SignalWire has been offering a real time voice API to their AI since Oct 2023, and their pricing is pretty close at $0.25min. I wonder if this application- auto-attendants upgraded with AI, is the market OpenAI had in mind when arriving at their pricing? I'm not sure what AI SignalWire is using, but I will say the voice leaves something to be desired (compared to OpenAI).

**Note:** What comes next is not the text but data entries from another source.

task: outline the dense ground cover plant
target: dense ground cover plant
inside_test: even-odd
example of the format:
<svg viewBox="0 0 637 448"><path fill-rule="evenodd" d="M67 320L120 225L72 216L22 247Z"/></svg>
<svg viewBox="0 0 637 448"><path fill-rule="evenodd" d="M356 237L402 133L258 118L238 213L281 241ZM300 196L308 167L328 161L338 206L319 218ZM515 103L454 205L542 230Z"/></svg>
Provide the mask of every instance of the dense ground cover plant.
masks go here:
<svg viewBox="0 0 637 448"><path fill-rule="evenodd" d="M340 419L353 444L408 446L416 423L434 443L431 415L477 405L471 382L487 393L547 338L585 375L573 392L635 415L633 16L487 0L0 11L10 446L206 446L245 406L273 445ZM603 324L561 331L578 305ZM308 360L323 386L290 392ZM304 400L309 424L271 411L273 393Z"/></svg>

Will people finally give up including Sora when they talk about AI video generation? It seems that OpenAI have quietly shelved it. As for the API pricing - that's hideously expensive, not "cheap". I haven't got a problem with what they charge as I'm sure some companies with deep pockets will have no problem paying those kind of charges. But to claim that is cheap is really not correct - not for small developers. Those "pennies" will soon add up to large amounts of money.